Underwood is an enigma, giving little away about who he truly is as a person – the most intimate we get with him is seeing him crash in front of the couch to play Call of Duty. What we do get, though, is a man who incorporates the history of American presidents, on and off-screen. The show has been said to be ‘deeply cynical about human beings as well as politics and almost gleeful in its portrayal of limitless ambition.’ Some have said that Underwood’s closest Shakespearian comparison would be Iago from Othello, a man who is the embodiment of jealous rage and bitter resentment and sets out to enact revenge on those he feels hard done by. Contemporary comparisons reveal similarities between Spacey’s Underwood and Mark Rylance’s Thomas Cromwell in Wolf Hall (BBC, 2015). Both are men who keep their cards close to their chests, who whisper words of devilish advice to those in power, and do battle with those who threaten their own position. Many may see Mark Rylance’s Cromwell as being a compassionate man, but it doesn’t stop him from being a key player in the execution of a once good friend, Sir Thomas More. Similarly, Underwood does not hesitate in the demise of colleagues, from union officials to fellow congressman – the brutal way in which Underwood uses the alcoholic Peter Russo is deeply disturbing, ruining and then ending a man’s life for his own gain.

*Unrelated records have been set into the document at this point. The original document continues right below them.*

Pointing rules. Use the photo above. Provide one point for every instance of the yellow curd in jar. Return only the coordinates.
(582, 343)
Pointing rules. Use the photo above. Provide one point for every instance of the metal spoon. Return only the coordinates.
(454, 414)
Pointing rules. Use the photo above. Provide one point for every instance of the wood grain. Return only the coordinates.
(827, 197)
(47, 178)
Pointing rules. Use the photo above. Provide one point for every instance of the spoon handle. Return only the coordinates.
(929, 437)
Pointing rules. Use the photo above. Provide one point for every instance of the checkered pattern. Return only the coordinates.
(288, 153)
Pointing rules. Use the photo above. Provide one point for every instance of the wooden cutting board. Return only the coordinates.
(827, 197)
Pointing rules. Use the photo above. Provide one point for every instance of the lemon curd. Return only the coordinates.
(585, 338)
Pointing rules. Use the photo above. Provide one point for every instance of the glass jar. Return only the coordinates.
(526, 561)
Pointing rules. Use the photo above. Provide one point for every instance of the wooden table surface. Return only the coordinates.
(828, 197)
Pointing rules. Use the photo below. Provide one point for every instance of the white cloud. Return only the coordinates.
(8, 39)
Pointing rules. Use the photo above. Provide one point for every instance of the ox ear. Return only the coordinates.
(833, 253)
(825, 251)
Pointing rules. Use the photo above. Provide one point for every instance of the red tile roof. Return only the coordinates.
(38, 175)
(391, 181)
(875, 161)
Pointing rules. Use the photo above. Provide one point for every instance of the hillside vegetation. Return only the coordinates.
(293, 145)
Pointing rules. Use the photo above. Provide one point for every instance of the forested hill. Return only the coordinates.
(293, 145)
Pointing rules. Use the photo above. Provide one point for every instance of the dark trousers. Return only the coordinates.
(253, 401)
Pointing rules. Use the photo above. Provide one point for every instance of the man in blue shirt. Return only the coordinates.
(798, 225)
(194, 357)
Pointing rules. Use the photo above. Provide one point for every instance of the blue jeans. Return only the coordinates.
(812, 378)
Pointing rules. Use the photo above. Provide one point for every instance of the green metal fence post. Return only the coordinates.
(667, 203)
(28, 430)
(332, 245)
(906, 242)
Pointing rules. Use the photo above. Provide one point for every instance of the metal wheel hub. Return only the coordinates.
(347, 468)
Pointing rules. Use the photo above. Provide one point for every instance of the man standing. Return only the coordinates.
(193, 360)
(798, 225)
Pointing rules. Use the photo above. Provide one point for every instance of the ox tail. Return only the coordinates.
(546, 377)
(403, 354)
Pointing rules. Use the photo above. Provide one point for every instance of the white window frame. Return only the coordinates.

Yet, what makes Frank Underwood the greatest fictional representation of the president is in his sexy, murderous, and seductive portrayal of power. Just as Frodo and Gollum fall under the sway of the power of the One Ring in The Lord of the Rings (2001-2003), so we – and Underwood – are under the sway of ultimate global power in House of Cards. What he does with it is not the point; it is the suggestion and the metaphor, as he stands behind the president’s desk in the Oval Office in the final episode of Season 2, dominating – he is in control and he doesn’t care how bloody his hands get to ensure it stays that way. If Aaron Sorkin’s depictions of the American president are one of naïve hope and a ‘faith in the American experiment’, then House of Cards is the exact polar opposite – not so much anti-politics, as it is a reaffirmation that power corrupts, and absolute power corrupts absolutely. As Ari Melber of The Atlantic puts it, House of Cards takes a dark path, with Washington as the source of evil, not a place reduced to evil.